Не думаю, чтобы лодочник испытывал угрызения совести.
Почему предательство всегда идет — как тень — рядом с самоотверженностью? Подлость — с высоким духом? Так заведено изначально?
Мой очерк о Вильгельмине напечатала ленинградская «Вечерка». Теперь пишу о ней развернуто, — может, получится книга. Только где издадут? Ну, все равно. Я должна высказаться.
Из Ломоносова мне переслали письмо от Толи. Он прочел очерк и выражает восторг. Просит позвонить, хочет встретиться. Да нет, ни к чему это. Он женат на дочери крупного работника, на Лене той самой, у него интересная работа — преподает, пишет диссертацию. У каждого своя дорога. Я не ответила Толе.
Давно не было мне так хорошо. На 10-ю годовщину Победы съехались в Питер чуть не все девчонки из дивизиона дымомаскировки. Лидочка Сакварелидзе и Галя Вешнякова несколько дней жили у меня в Ломоносове,
Хорошо нам было вместе под снарядами! Теперь снарядов, слава богу, нет, но…
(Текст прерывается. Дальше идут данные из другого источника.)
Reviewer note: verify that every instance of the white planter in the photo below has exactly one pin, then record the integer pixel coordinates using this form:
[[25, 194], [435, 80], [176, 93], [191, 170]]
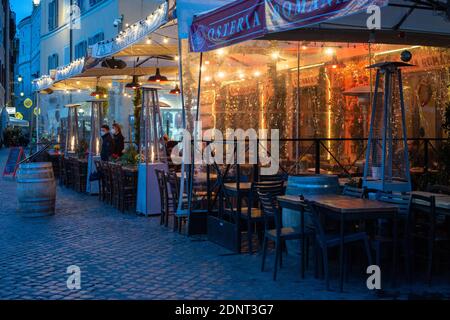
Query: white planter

Сегодня девчонки уехали. Снова я одна. Может быть, приедет Толя. А может, не приедет. Он занятой человек. При всей внешней удачливости, при быстром восхождении по ступеням карьеры, Толя в сущности одинок. Я долго уклонялась от встречи, года три, наверно. Он звонил, писал, молил. А когда прошлой осенью мы столкнулись на городской конференции по вопросам культуры, меня поразил его усталый вид. Нет, так-то ничего, даже животик появился, но что-то в облике как бы сдвинулось вниз — не то уголки губ, не то, как ни смешно, уши. Он сказал: «Марина, милая, как я рад тебя видеть». Простые слова — а душа дрогнула. Я согласилась встретиться. Что толку разыгрывать оскорбленную невинность? Глупо. Не упрекала, не расспрашивала. Он сам все рассказал. «Для Лены, — говорит, — на первом месте служба, кафедра». — «А надо, чтобы на первом месте был ты?» — «Разве я много требую? — говорит. — Хоть немного теплоты. Хоть какой-то интерес к моему… ну, внутреннему миру… Не смейся, Марина. Только одна у нее забота — чтоб у меня была чистая белая рубашка». — «Это, — говорю, — не мало». — «Марина, — говорит, — ты мне нужна. Не могу без тебя. Если хочешь, я разведусь с Леной и…» Я покачала головой. Знаю, не уйдет он от Лены. От тестя не уйдет, из большой, удобной квартиры, из учреждения, где не любят разводов. «Нет, — говорю. — Не надо таких жертв. Кроме того, я вряд ли смогу тебе обеспечить чистую рубашку на каждый день».
Так у нас началось снова. Знаю, мораль сильно хромает. Но пусть это заботит его. А я просто баба, обыкновенная слабая баба, которая не может устоять, если очень просят.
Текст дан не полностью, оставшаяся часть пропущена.